Mantener caliente la carne y colar el fondo del asado. Remover la harina en el Jerez y ligar con ello el fondo. Dejar cocer suavemente 10 minutos sin dejar de remover. Refinar la salsa con la nata, salpimentar y servir espolvoreado con perejil picado. 
Fondo oscuro de caza: 
Preparacion 30 minutos. 
Coccion 1 h. 45 minutos.
Ingredientes para 1/2 litro: 500 gr. de huesos, recortes y despojos de caza, 
5 cl. de aceite, 
200 gr. de tomates maduros, 
100 gr de zanahorias, 
80 gr. de cebollas, 
20 gr. de chalotas grises, 
10 gr. de ajo, 
tomillo, 
laurel. 

Método
: Machacar los ajos, los recortes y los despojos. Dorarlos con aceite, en la bandeja del horno a 240º C, 15 minutos. Remover para que tomen color uniformemente. Pelar, limpiar y lavar las verduras. Cortarlas en trocitos y estofarlas 5 minutos en la bandeja del horno. Añadir las hierbas aromáticas sin salar.
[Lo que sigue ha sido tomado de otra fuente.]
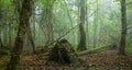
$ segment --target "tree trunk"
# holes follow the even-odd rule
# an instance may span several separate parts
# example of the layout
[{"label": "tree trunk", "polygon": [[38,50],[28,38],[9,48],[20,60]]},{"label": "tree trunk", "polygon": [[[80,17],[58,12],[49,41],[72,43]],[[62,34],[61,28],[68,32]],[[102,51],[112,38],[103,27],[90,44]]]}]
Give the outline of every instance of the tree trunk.
[{"label": "tree trunk", "polygon": [[119,55],[125,55],[125,36],[127,36],[127,7],[125,0],[121,0],[121,39]]},{"label": "tree trunk", "polygon": [[85,50],[86,49],[86,33],[84,30],[85,24],[85,13],[86,13],[86,0],[80,1],[80,24],[79,24],[79,44],[78,44],[78,50]]},{"label": "tree trunk", "polygon": [[20,57],[23,49],[25,33],[28,31],[26,27],[29,26],[30,23],[31,8],[32,8],[31,4],[32,4],[32,0],[23,0],[22,2],[22,9],[20,11],[20,18],[19,18],[20,23],[19,23],[18,35],[15,38],[15,44],[10,58],[8,70],[20,70]]}]

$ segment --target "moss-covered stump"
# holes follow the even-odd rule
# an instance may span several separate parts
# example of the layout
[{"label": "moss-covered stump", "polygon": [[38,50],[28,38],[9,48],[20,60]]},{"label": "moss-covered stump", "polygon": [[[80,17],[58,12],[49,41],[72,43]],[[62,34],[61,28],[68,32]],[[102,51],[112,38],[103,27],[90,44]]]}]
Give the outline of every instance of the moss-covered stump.
[{"label": "moss-covered stump", "polygon": [[70,63],[69,54],[73,50],[70,49],[70,44],[67,39],[62,39],[55,44],[50,54],[50,60],[56,61],[59,63]]}]

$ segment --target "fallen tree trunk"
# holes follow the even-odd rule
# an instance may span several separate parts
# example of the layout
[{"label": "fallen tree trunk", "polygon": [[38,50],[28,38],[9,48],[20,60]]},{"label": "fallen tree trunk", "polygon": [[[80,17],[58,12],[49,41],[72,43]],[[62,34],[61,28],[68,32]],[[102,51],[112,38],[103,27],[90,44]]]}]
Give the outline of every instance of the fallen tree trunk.
[{"label": "fallen tree trunk", "polygon": [[117,49],[117,45],[108,45],[108,46],[97,48],[94,50],[81,51],[81,52],[78,52],[78,56],[85,56],[85,55],[89,55],[89,54],[98,54],[98,52],[101,52],[103,50],[113,50],[113,49]]}]

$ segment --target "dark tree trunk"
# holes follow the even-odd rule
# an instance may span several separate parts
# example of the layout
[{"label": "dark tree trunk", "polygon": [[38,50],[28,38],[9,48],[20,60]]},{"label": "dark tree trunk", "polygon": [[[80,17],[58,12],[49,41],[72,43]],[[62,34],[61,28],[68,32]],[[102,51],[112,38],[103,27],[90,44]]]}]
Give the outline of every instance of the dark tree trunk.
[{"label": "dark tree trunk", "polygon": [[127,36],[127,7],[125,0],[121,0],[121,38],[119,55],[125,55],[125,36]]},{"label": "dark tree trunk", "polygon": [[85,0],[80,1],[80,24],[79,24],[79,44],[78,44],[78,50],[85,50],[86,49],[86,33],[84,30],[85,24],[85,13],[86,13],[86,5]]},{"label": "dark tree trunk", "polygon": [[19,23],[18,35],[15,38],[15,44],[10,58],[8,70],[20,70],[20,57],[23,49],[25,33],[28,31],[26,27],[29,26],[30,23],[31,8],[32,8],[31,4],[32,4],[32,0],[23,0],[22,2],[22,9],[20,11],[20,19],[19,19],[20,23]]}]

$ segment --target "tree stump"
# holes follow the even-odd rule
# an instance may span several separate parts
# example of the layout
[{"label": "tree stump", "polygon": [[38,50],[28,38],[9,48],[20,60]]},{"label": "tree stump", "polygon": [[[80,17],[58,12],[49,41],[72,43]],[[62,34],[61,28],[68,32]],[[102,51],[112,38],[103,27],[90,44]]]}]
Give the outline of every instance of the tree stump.
[{"label": "tree stump", "polygon": [[67,39],[61,39],[55,44],[50,54],[50,60],[59,63],[70,63],[70,44]]}]

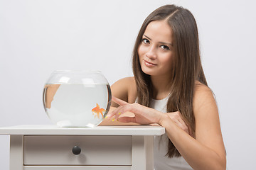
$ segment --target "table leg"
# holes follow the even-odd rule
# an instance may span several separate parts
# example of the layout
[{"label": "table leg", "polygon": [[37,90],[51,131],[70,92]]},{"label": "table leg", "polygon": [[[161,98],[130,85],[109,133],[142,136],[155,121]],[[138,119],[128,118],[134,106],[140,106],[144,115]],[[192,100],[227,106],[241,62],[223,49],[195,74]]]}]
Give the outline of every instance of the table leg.
[{"label": "table leg", "polygon": [[10,136],[10,170],[23,170],[23,136]]},{"label": "table leg", "polygon": [[154,169],[153,136],[132,136],[132,169]]}]

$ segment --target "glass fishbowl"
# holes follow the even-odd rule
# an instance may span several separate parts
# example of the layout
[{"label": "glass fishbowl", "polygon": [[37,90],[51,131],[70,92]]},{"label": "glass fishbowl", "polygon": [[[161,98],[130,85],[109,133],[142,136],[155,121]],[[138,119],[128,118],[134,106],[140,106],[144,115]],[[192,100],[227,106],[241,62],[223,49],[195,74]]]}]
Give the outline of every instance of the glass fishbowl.
[{"label": "glass fishbowl", "polygon": [[100,71],[54,71],[43,89],[45,110],[60,127],[97,125],[110,104],[110,86]]}]

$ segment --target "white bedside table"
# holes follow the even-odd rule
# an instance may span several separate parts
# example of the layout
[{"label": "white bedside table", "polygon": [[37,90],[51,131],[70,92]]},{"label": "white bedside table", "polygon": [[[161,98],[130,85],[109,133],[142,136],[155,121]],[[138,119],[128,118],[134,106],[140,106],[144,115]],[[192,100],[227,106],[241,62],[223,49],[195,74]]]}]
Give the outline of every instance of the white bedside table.
[{"label": "white bedside table", "polygon": [[0,128],[10,135],[10,170],[153,170],[159,126]]}]

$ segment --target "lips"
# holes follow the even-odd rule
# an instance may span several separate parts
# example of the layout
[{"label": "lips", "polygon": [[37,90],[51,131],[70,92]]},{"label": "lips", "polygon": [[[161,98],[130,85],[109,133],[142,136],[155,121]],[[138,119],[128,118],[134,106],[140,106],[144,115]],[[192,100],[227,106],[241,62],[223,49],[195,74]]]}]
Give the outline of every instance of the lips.
[{"label": "lips", "polygon": [[146,65],[146,66],[151,67],[151,66],[156,66],[156,64],[154,64],[154,63],[152,63],[152,62],[146,61],[145,60],[144,60],[144,63],[145,63],[145,65]]}]

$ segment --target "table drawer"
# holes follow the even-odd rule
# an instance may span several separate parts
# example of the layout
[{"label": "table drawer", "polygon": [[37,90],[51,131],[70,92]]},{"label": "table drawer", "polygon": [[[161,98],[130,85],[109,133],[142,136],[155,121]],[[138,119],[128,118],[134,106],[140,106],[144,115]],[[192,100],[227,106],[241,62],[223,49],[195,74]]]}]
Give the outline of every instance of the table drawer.
[{"label": "table drawer", "polygon": [[129,166],[131,157],[131,136],[24,136],[24,165]]}]

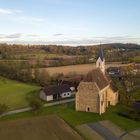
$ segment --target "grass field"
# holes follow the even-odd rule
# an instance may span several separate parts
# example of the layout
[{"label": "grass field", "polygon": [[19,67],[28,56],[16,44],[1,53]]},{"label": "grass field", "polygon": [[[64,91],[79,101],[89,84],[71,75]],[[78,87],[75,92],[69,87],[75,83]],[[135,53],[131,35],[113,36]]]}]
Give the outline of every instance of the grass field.
[{"label": "grass field", "polygon": [[0,124],[0,139],[82,140],[77,132],[57,116],[2,122]]},{"label": "grass field", "polygon": [[[64,105],[43,108],[38,114],[38,116],[55,114],[63,118],[72,127],[84,123],[97,122],[101,120],[110,120],[124,130],[131,130],[140,127],[140,122],[136,122],[117,115],[119,109],[120,109],[119,106],[110,107],[106,113],[104,113],[103,115],[98,115],[89,112],[76,112],[74,109],[74,103],[69,103]],[[5,116],[3,118],[0,118],[0,120],[1,121],[13,120],[17,118],[26,118],[26,117],[28,118],[33,116],[34,114],[32,114],[32,112],[24,112],[15,115]]]},{"label": "grass field", "polygon": [[[125,64],[121,63],[109,63],[106,64],[106,68],[108,67],[119,67],[124,66]],[[95,64],[82,64],[82,65],[71,65],[71,66],[62,66],[62,67],[50,67],[50,68],[41,68],[40,70],[46,69],[50,75],[55,73],[63,73],[68,74],[71,72],[76,72],[78,74],[86,74],[90,70],[94,69]]]},{"label": "grass field", "polygon": [[0,77],[0,103],[8,105],[9,110],[26,107],[26,97],[39,87]]}]

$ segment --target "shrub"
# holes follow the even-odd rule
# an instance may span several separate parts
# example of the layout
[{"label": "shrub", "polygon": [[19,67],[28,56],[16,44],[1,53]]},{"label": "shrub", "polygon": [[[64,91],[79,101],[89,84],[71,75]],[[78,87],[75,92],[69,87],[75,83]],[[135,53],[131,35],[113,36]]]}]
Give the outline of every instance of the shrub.
[{"label": "shrub", "polygon": [[5,104],[0,104],[0,115],[8,110],[8,106]]}]

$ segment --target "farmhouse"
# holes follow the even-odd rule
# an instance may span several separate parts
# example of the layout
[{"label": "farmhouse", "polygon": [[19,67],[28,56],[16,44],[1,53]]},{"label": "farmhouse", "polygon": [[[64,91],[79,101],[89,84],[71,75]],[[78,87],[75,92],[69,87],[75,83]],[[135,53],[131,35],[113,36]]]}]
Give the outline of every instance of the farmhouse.
[{"label": "farmhouse", "polygon": [[51,85],[45,87],[40,92],[40,98],[45,101],[52,101],[61,98],[71,97],[72,91],[67,84],[63,85]]},{"label": "farmhouse", "polygon": [[80,82],[76,93],[76,110],[102,114],[109,105],[118,103],[118,90],[105,71],[105,58],[101,49],[96,69]]}]

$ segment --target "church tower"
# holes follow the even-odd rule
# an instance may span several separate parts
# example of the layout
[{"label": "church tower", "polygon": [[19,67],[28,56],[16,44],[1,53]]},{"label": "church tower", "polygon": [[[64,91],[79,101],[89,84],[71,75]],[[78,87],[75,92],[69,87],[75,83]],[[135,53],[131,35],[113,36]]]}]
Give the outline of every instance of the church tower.
[{"label": "church tower", "polygon": [[102,48],[100,48],[100,51],[97,56],[96,68],[100,68],[101,71],[105,74],[105,58],[104,58],[104,53]]}]

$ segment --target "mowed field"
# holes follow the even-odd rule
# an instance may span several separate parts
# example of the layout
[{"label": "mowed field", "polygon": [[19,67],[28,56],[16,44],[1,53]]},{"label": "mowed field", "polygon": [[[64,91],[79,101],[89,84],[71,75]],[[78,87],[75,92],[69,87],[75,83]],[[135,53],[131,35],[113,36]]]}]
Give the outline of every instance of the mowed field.
[{"label": "mowed field", "polygon": [[0,103],[9,110],[28,106],[27,95],[39,87],[0,77]]},{"label": "mowed field", "polygon": [[[125,65],[126,64],[121,64],[121,63],[108,63],[106,64],[106,68],[119,67]],[[82,64],[82,65],[71,65],[71,66],[62,66],[62,67],[41,68],[40,70],[46,69],[50,75],[53,75],[55,73],[68,74],[73,72],[76,72],[78,74],[86,74],[87,72],[95,68],[96,68],[95,64]]]},{"label": "mowed field", "polygon": [[82,140],[57,116],[36,117],[0,123],[1,140]]}]

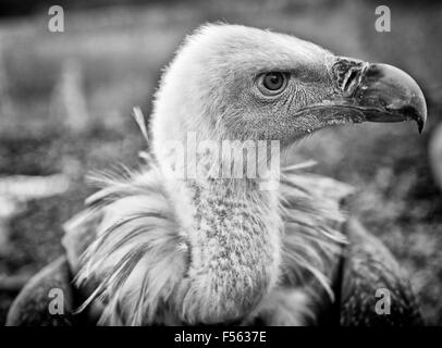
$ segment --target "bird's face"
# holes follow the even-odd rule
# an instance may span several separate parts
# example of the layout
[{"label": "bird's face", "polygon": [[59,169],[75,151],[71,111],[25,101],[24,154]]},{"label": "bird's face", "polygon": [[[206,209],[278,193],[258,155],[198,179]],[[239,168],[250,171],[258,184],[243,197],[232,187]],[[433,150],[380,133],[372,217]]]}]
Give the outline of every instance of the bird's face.
[{"label": "bird's face", "polygon": [[180,128],[288,145],[346,122],[415,120],[420,130],[427,116],[419,86],[396,67],[236,25],[205,26],[189,37],[163,82],[158,99],[177,102],[163,108],[169,117],[157,128],[172,137]]}]

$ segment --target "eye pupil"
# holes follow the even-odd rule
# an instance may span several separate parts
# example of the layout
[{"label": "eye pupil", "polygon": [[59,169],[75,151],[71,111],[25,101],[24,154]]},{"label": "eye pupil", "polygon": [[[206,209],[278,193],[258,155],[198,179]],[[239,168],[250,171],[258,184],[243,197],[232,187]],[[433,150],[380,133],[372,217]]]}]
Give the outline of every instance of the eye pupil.
[{"label": "eye pupil", "polygon": [[278,90],[284,84],[284,76],[281,73],[268,73],[263,78],[263,86],[269,90]]}]

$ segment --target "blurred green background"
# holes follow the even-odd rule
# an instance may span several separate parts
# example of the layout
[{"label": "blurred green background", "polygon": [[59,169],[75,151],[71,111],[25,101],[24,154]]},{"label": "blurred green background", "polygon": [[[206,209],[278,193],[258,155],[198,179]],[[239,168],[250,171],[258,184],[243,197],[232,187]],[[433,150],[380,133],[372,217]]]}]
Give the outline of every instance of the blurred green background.
[{"label": "blurred green background", "polygon": [[[295,160],[315,159],[315,172],[358,188],[353,212],[408,271],[426,320],[442,324],[442,194],[431,171],[438,156],[428,154],[442,120],[442,3],[59,1],[64,33],[48,30],[51,4],[0,1],[0,179],[63,173],[72,185],[21,203],[4,222],[0,279],[26,278],[62,252],[62,223],[94,190],[85,175],[138,162],[145,145],[132,108],[149,115],[161,69],[183,38],[202,23],[224,21],[393,64],[422,86],[429,108],[422,135],[412,123],[341,126],[304,141]],[[391,33],[375,30],[378,4],[391,9]],[[0,324],[14,296],[14,286],[0,287]]]}]

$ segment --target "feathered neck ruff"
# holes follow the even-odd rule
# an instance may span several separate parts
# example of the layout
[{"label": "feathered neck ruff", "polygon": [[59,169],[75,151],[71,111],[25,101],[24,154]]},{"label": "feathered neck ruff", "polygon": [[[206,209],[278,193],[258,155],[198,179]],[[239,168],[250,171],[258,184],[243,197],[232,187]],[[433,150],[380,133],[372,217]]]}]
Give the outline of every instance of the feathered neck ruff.
[{"label": "feathered neck ruff", "polygon": [[[282,291],[333,296],[345,184],[288,169],[274,195],[238,199],[221,182],[164,183],[152,161],[140,173],[97,182],[101,190],[65,229],[72,236],[90,224],[76,284],[91,290],[78,310],[94,303],[101,324],[246,324],[269,307],[278,311],[269,303]],[[311,314],[300,307],[290,324]]]}]

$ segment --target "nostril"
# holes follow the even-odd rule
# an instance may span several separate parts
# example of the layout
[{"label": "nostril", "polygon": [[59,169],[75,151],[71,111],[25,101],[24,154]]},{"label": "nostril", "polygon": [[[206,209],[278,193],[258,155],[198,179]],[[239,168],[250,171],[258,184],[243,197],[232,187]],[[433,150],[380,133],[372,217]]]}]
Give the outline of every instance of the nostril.
[{"label": "nostril", "polygon": [[349,70],[346,78],[344,80],[344,87],[343,90],[347,94],[352,94],[355,90],[355,86],[358,84],[358,77],[359,76],[359,71],[358,70]]},{"label": "nostril", "polygon": [[339,58],[331,69],[335,86],[346,95],[353,94],[365,74],[366,65],[363,61]]}]

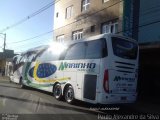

Pasarlo todo a una cazuela. Desglasar la bandeja de cocción con un litro de Agua fría y añadirla a la cazuela. Llevar a ebullición, espumar y cocer a fuego lento durante 1 hora y media. Pasarlo por un colador Fino y reservar. 
Nota: Los tomates pueden sustituirse por una cucharada de concentrado de tomate. Para que el fondo quede ligado, añadir 50 gr. de harina antes de las verduras. Remover bien.

Me sumo a comer jabalí, que RICO


----------